El descubrimiento arqueológico es resultado del trabajo conjunto que realiza el INAH con la SOAPAP desde diciembre de 2013, cuando comenzó el cambio de tuberías en diversos puntos citadinos, tiempo durante el cual un equipo de arqueólogos y arquitectos ha mantenido supervisión constante para el rescate de cualquier vestigio patrimonial que surja durante la realización de la obra, toda vez que se encuentra en los límites del Centro Histórico de Puebla, con alto potencial arqueológico por su historia colonial.

Por otro lado, también se encontró en la calle 5 Sur y la avenida 17 Poniente, un basurero del siglo XIX con restos de huesos de animales (cerdos, vacas, pollos) y fragmentos de ollas y platos de la época.

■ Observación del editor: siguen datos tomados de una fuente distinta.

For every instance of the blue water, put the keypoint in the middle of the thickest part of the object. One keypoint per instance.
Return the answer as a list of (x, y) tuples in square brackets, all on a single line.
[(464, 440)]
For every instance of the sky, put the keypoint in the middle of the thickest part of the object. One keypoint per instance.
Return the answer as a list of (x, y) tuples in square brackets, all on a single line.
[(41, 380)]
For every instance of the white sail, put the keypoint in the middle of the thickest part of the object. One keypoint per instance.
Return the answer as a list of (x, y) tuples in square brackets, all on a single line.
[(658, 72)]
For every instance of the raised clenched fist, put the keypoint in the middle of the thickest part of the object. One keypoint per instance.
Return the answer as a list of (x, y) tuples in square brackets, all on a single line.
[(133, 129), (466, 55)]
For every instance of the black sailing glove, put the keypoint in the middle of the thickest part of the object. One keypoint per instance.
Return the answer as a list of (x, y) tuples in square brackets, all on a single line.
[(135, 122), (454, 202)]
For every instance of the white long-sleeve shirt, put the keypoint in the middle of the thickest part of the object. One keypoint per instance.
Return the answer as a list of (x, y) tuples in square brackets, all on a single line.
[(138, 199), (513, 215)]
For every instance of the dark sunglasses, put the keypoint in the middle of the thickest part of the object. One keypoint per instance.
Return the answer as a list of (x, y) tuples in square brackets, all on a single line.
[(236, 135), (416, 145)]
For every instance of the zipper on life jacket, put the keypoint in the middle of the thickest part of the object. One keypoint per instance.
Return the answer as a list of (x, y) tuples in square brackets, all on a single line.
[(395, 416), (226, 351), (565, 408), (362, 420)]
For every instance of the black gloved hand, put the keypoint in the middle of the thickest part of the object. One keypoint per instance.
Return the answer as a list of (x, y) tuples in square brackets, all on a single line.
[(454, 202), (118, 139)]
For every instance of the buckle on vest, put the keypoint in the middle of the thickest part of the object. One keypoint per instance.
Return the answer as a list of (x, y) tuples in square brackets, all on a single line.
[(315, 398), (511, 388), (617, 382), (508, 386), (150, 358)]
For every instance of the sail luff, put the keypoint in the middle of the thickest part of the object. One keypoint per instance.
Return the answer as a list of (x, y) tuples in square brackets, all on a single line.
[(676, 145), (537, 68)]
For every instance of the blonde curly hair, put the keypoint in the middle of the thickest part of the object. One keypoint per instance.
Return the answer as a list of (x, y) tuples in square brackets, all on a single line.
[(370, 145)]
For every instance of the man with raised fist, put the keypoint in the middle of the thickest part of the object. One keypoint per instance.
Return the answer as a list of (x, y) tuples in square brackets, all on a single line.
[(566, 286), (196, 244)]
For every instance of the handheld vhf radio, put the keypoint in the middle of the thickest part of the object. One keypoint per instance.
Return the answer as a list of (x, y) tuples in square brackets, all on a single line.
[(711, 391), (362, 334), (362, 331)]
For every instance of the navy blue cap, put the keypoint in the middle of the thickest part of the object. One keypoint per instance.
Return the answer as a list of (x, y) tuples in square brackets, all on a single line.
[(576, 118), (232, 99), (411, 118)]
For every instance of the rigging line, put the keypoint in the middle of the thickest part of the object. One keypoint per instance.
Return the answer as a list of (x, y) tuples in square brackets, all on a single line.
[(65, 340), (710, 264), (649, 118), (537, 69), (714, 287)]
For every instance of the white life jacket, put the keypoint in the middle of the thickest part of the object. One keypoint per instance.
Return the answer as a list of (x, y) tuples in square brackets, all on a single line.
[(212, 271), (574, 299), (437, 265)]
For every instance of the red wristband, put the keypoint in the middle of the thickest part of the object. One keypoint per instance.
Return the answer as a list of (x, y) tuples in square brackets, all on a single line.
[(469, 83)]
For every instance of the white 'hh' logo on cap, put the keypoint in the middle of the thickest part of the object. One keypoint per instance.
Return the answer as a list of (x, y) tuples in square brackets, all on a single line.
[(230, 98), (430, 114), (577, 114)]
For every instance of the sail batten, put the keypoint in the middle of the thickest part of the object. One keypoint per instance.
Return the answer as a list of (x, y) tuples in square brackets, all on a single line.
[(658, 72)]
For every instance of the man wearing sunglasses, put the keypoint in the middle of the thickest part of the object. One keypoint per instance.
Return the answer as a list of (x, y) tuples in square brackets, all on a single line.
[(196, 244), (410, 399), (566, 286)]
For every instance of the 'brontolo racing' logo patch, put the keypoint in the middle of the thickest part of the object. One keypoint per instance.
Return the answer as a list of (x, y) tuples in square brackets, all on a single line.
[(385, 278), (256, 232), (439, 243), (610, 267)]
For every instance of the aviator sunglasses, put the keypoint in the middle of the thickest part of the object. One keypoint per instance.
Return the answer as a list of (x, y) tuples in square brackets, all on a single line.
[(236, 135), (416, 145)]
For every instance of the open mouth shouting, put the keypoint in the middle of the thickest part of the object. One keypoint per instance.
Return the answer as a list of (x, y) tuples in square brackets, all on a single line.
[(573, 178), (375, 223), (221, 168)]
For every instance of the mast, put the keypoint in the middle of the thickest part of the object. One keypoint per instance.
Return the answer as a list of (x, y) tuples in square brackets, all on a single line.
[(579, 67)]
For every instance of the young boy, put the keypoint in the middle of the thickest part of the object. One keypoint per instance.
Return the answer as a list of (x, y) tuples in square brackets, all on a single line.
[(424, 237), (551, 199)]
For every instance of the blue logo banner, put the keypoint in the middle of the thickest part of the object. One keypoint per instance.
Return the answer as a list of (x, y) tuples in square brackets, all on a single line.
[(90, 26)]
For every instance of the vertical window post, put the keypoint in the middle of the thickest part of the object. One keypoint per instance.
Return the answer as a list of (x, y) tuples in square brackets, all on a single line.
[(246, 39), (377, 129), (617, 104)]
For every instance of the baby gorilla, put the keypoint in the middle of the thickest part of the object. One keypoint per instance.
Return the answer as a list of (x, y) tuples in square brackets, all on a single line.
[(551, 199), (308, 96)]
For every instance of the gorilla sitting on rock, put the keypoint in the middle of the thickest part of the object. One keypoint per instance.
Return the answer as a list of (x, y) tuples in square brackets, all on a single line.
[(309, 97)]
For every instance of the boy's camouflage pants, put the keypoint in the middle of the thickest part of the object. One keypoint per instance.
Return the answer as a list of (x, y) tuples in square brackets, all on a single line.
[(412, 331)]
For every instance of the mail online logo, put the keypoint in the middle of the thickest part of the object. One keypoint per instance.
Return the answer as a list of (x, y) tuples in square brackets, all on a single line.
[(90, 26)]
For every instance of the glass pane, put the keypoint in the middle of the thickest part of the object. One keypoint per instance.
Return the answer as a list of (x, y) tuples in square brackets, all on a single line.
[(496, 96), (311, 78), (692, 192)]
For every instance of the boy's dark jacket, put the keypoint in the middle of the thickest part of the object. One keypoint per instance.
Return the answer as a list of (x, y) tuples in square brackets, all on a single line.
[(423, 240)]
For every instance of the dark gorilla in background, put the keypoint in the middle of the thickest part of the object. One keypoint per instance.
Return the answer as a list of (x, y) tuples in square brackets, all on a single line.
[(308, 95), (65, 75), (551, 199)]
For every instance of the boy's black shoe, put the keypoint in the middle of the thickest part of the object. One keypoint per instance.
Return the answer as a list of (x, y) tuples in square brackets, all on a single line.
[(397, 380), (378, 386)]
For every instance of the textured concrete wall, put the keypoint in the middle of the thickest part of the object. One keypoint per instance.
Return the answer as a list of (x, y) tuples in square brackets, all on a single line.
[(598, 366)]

Asimismo, entre las calles 7 y 9 Poniente y la 11 y 9 Sur, hallaron los restos de un piso de laja con ladrillo rojo, que corresponde a lo que fue la plazuela del Convento de San Agustín durante el siglo XVIII y parte del XIX, donde hoy se encuentra un mercado.

Estos dos elementos y ahora la trinchera corroboran datos documentados por historiadores y referencias de documentos antiguos en archivo, dijo Allende Carrera, al tiempo de resaltar que las obras van de norte a sur y de oriente a poniente de la ciudad, lo que dará la oportunidad de documentar su estratigrafía, es decir, conocer cómo está compuesto el subsuelo de Puebla, arqueológicamente hablando.

La excavación continúa para limpiar el túnel y posteriormente el equipo del especialista hará un análisis estructural, con base en el diagnóstico se determinará si es necesario apuntalar o consolidar la construcción y dependiendo de su conservación se estudiará la pertinencia de dejarla abierta para que el público la conozca o sellarla. La entrada del túnel y el tramo excavado corre debajo de la banqueta, mientras la tubería está bajo el arroyo vehicular.